PSU solo and chamber music series presents “Invoke”

A dynamic ensemble of music was presented by “Invoke,” a multi-string quartet that conjured up melodies in McCray Hall. 

 On Friday, March 13 Pittsburg State University hosted “Invoke,” winner of the Concert Artists Guild International competition. 

“They are a classical string quartet that describes itself as being not classical but non-classical,” said Edith Sigler, junior in music performance.  “They play classical music, but they also do Americana bluegrass I think some jazz Latin as well as well as original music.”  

Sigler looked forward to their performance at PSU.  

 “I personally looked forward to some of the non-classical aspects of (the concert) because I play fiddle bluegrass style,” Sigler said. 

Susan Marchant, Department of Music Chairman, said a committee in the music department works to bring a diverse selection of music performances to Pitt State. 

 “…We present six concerts per year, three each semester, and we have a committee that works on making artist selection and we try across the year to include as much variety as we can so that our students, if they are here for four years.., (and we have) six concerts per season, they would have heard (a) pretty broad spectrum of performers, all types, all variety, all instruments and voices all different performance traditions,” Marchant said. “It’s a good thing we enjoy doing it.”  

“Invoke” is a string quartet, meaning the band consists of two violins, a viola and a cello.  

“…They also have a banjo and a mandolin,” Marchant said. “So, with those other instruments that are more tied to folk music and jazz, they are able to do some, what we call, crossover.

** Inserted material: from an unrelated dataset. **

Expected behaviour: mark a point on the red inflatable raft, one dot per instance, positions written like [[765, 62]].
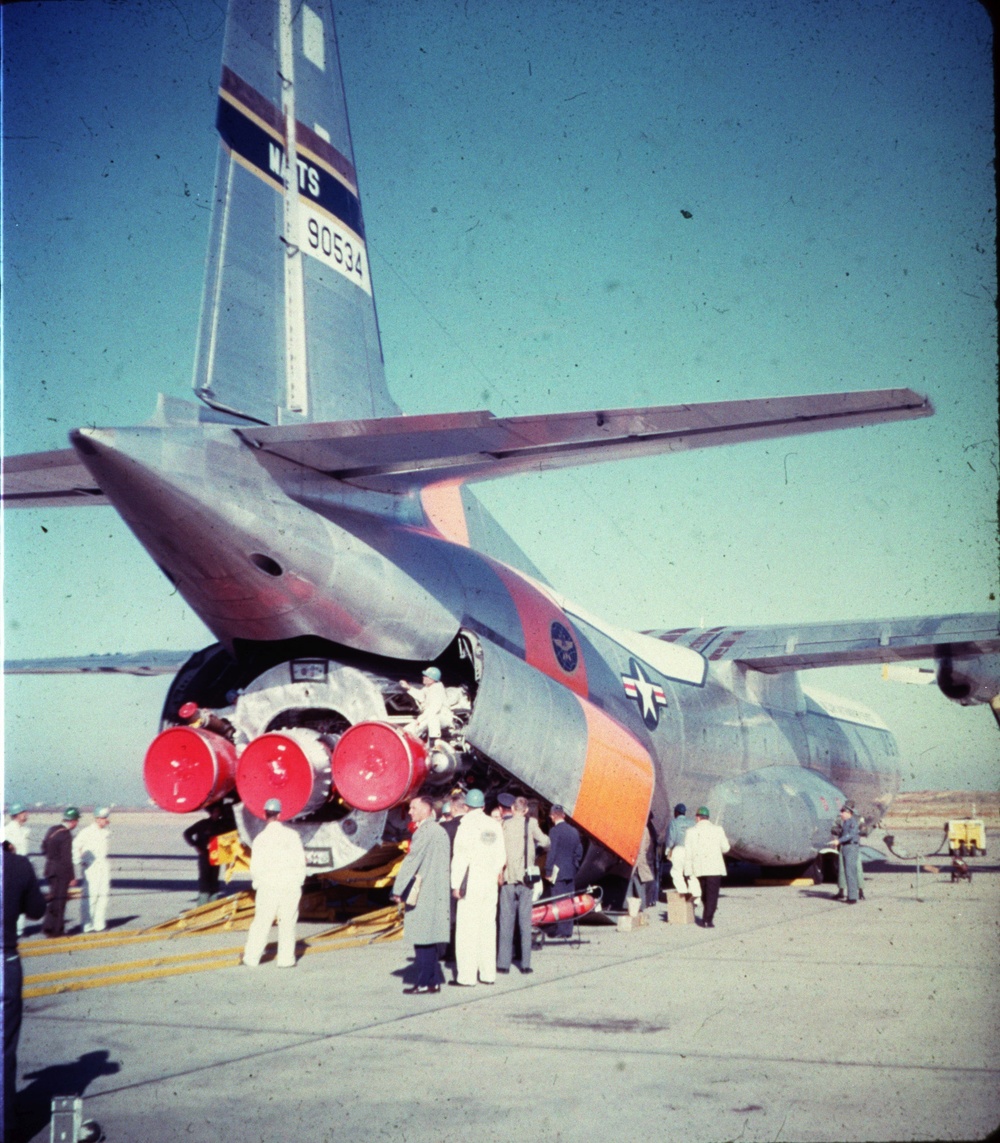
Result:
[[562, 909]]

A crossover from classical into other idioms and there’s a lot of improvisation and just very high energy.” 

 According to Marchant, the audience was very engaged during the performance. 

 “Well, the audience is always very engaged,” Marchant said. “We have many students, many members of the community patron and friends and you can feel it in the room that the audience is totally involved in the performance. The artist feels that, too. The artist will tell us at the end of the evening that they really appreciated the level of  engagement that they sense from our audience.”  

“Invoke” came together and began making music seven years ago. 

 “We started seven years ago,” said “Invoke” member Nick Montopoli. “We started actually in University of Maryland. We all were at music school there, studying classical string instruments. We started quartet just for fun, to hang out and have a good time and started playing Beethoven and Mozart, older classical composers but pretty soon after that we discovered love for newer American music and starting with lot of composers that are more popular today like philip glass musician John Adams Peter Schickele.” 

The band tries to present a balanced mix between classical music and performing it in a new way, according to Montopoli.  

“When we do present classical music, we try to present it in a way it hasn’t been heard that way before, Montopolo said. “Even if we’re goanna play something like (a) Beethoven quartet or a Mozart quartet we’ll try to put a  flavour into it that’s different than what you might hear from just any other string quartet. There (are) plenty of string quartets that are playing those pieces amazingly… (and) we are trying kind of trying to reinvent some of them into some of our own style.”